Telemetry is the foundation—because nobody wants another observability stack
Solo.io is leaning hard on a practical point: enterprises already have telemetry pipelines and dashboards. They already collect traces, metrics, and logs in Kubernetes-heavy environments. Asking them to rip that out and start over is a non-starter.
Agentevals is positioned as an evaluation layer that rides on top of what’s already there, enriching the data with agent-specific events—things a normal microservice doesn’t emit, like:
– start/end of a planning step
The make-or-break detail is granularity. If you can’t see the workflow step-by-step, you can’t audit it, tune it, or control costs. If you can, you can start treating agent behavior like any other production system: measurable, testable, and rollback-able.

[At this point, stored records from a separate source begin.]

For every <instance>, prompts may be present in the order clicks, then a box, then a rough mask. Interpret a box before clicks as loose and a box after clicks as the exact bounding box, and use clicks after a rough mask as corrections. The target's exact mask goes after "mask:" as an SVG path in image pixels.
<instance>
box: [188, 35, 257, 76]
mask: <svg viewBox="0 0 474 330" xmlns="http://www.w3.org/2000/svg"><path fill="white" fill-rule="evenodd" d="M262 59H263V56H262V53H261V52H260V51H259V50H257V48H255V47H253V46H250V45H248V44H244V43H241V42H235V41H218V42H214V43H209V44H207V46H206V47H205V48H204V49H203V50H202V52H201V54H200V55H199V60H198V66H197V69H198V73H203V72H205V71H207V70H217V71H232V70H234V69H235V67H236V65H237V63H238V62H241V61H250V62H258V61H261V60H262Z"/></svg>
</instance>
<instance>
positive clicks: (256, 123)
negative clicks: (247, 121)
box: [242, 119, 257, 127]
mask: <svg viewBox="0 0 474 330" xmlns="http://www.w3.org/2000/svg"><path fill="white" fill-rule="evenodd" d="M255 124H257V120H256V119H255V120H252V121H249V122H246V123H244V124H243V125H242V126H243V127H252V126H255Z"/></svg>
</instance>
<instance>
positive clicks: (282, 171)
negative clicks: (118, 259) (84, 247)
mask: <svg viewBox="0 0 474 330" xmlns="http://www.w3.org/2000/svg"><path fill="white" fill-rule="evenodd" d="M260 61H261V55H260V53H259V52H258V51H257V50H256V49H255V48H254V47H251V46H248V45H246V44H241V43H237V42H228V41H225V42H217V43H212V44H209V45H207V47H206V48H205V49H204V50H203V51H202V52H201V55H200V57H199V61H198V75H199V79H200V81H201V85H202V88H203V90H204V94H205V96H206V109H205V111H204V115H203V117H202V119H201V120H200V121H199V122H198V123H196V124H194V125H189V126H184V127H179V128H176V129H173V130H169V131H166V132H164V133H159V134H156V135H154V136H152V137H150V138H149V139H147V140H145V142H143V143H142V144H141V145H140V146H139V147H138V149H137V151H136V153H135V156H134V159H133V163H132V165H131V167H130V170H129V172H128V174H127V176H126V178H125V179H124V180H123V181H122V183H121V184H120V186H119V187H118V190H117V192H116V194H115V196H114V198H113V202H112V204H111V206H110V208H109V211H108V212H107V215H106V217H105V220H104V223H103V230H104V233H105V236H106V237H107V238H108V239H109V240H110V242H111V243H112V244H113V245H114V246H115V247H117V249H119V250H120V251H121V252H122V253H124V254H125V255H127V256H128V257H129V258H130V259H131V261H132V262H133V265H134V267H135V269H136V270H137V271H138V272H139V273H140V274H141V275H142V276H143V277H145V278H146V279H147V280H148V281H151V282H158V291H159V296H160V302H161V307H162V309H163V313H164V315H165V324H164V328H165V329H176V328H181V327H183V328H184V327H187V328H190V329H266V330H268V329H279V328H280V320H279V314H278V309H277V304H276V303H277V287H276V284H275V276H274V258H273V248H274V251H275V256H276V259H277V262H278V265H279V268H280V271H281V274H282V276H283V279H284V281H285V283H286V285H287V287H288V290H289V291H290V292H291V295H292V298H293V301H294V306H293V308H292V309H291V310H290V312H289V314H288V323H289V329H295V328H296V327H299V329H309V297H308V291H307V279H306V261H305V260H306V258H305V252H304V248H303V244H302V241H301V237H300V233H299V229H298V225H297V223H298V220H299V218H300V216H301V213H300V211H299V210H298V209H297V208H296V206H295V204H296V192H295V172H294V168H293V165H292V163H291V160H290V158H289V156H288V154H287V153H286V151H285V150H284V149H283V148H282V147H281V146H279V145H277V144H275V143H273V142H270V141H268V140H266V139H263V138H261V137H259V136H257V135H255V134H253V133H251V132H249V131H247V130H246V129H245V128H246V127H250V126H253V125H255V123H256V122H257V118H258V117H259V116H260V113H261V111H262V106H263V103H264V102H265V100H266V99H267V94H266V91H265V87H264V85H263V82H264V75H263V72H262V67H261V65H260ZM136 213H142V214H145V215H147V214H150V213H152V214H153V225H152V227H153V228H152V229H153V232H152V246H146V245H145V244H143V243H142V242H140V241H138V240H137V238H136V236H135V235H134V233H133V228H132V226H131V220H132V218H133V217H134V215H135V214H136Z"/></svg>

This isn’t just an SRE toy—product, compliance, and security all want receipts
As agents move from “cool demo” to “thing that touches customers and systems,” the tolerance for gray areas drops fast. CIOs don’t love mystery meat automation that opens tickets, changes configurations, or talks to customers with no paper trail.
For SRE teams, the question gets blunt: how do you set an SLO for an agent? “Low latency” is meaningless if the agent is confidently wrong. “High accuracy” is cute until the token bill spikes and the workflow starts timing out.
Product teams want to know what’s actually delivering value. Maybe the agent reduces time-to-first-response but increases ticket reopen rates because it’s sloppy. Without measurement, you’re just arguing in meetings.
Compliance teams want auditability: what sources were consulted, what tools were called, in what order. Full explainability is a fantasy in most real deployments, but execution logs—structured well—can at least show what happened.
And security? Agents are magnets for prompt injection and other nasty inputs. An evaluation layer won’t replace security controls, but it can surface weird behavior patterns—like sudden spikes in tool calls or strange deviations in outputs—that deserve attention.
Why Solo.io picked KubeCon to plant this flag
KubeCon is where cloud-native vendors go to declare, “This is now a real production category.” By launching Agentevals here, Solo.io is betting that agent evaluation becomes a standard extension of observability—right alongside traffic management and API security.
The market is clearly forming: big observability platforms are bolting on AI features, while specialist tools are popping up to track model calls and grade outputs. Solo.io—best known for infrastructure and networking chops in distributed systems—wants a piece of the “agents are workloads now” shift.
The smart angle is consolidation. Enterprises hate console sprawl. If agent evaluation plugs into existing telemetry and workflows, it has a fighting chance.
The risk is standardization—or the lack of it. Observability got easier when the industry agreed on conventions for traces and metrics. Agent workflows don’t have that shared vocabulary yet. If Agentevals can’t keep up with fast-changing agent frameworks and model stacks, it’ll get left behind.
But if it can turn agent evaluation into something teams can act on—rollback a workflow, swap a model, tighten guardrails, cap costs—then Solo.io isn’t selling another dashboard. It’s selling control. And right now, control is what companies are shopping for.